The Complete Package
There’s a sophisticated science to Maple’s method, but of course, there’s an art to it as well. Not satisfied with tossing your meticulously delivered meal at you in a grease stained brown bag, Maple’s founders also went to great lengths to ensure the packaging itself is optimized for delivery. That means they tested nearly every off the shelf package to find the one that can withstand heat and condensation the best and minimize the amount of space the food has to shift around. They also hired one of the Museum of Modern Art’s former assistant creative directors to design their subtle yet sophisticated branding.
“Restaurants have that asset, but it rarely travels with delivery,” Merkl says. “We think it’s especially important to recreate some emotion around food, when we don’t have a physical space.”
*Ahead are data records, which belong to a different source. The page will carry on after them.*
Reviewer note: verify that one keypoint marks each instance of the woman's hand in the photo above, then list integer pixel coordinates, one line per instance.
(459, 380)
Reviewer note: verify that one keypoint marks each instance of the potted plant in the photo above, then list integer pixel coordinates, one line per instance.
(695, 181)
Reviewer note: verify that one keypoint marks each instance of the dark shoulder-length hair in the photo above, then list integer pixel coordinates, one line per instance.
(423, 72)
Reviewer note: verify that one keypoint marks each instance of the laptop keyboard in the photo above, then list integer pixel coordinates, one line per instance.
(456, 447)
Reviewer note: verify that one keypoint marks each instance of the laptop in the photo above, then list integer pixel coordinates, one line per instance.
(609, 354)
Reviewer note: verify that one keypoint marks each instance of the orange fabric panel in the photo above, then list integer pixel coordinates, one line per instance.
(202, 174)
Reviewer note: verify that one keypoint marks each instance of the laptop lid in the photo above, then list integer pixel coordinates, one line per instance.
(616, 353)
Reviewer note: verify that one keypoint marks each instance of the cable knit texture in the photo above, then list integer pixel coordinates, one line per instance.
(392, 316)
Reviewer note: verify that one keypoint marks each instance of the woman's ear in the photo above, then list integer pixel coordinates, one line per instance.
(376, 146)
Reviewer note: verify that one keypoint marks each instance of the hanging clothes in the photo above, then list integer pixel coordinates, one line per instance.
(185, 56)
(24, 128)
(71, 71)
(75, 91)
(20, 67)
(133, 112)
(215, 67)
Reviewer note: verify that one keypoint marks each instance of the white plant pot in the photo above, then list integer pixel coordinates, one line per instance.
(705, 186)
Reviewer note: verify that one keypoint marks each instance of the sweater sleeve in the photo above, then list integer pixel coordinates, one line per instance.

What’s more critical to Maple’s success than any of this, though, is the fact that the food is actually incredibly good. With Chang as a co-founder, Maple has access to one of the world’s most celebrated chefs. That’s an asset no amount of technology could replace. According to Merkl, who was introduced to the Momofuku founder through a connection at Thrive Capital, Chang was receptive to the idea of Maple from the start. “He’s already playing at the highest level, and now he’s more interested in where food is going than he is in how much farther he can push fine dining,” Merkl says.
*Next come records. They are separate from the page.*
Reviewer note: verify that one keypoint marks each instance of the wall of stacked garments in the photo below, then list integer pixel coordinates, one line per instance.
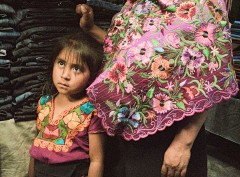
(28, 30)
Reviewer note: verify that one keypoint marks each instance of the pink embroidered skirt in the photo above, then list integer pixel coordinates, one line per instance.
(165, 61)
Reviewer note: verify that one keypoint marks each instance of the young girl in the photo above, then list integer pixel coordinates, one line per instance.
(69, 141)
(167, 62)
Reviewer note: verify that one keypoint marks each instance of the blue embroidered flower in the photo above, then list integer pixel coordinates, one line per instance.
(128, 116)
(44, 99)
(60, 141)
(87, 108)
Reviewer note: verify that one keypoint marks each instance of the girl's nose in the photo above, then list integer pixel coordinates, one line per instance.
(65, 74)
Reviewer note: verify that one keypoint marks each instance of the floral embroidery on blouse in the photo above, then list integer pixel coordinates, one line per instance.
(57, 135)
(178, 60)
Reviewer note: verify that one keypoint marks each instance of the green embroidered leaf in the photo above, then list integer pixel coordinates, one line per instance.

‘Not a Technology Company’
But while there are obvious advantages to forgoing a physical restaurant, including minimizing overhead and making it much easier to scale, there are also substantial obstacles to delivering on the promise of perfect delivery. For starters, Maple’s business model still requires a huge staff, only instead of waiters and waitresses, it’s a delivery team. Right now, the company has 32 delivery people, and that’s just for one neighborhood. Navle expects it will grow with time.
Then there’s the fact that in order for Maple’s technology to be worthwhile, Maple needs densely packed routes. That means that Maple may never be a practical solution outside of big cities, and even in those cities it will need a large volume of orders in any given area to make the delivery-only model economically efficient. That’s why Maple is only going to expand geographically once it has built a substantial user base in the Financial District.
But while Maple may not scale as quickly as the average tech company, Merkl says it will scale much more quickly and efficiently than the average food company. And that, he says, is what Maple is, first and foremost. “I know it’d be super in vogue to say, ‘We’re building a platform that will deliver you anything,’ but we’re actually just trying to build a food company,” he says. “We’re not a technology company or a logistics company or a growth for growth sake’s company. We’re a food company, and we’re by nature going to grow more slowly, because it’s about building trust over time.”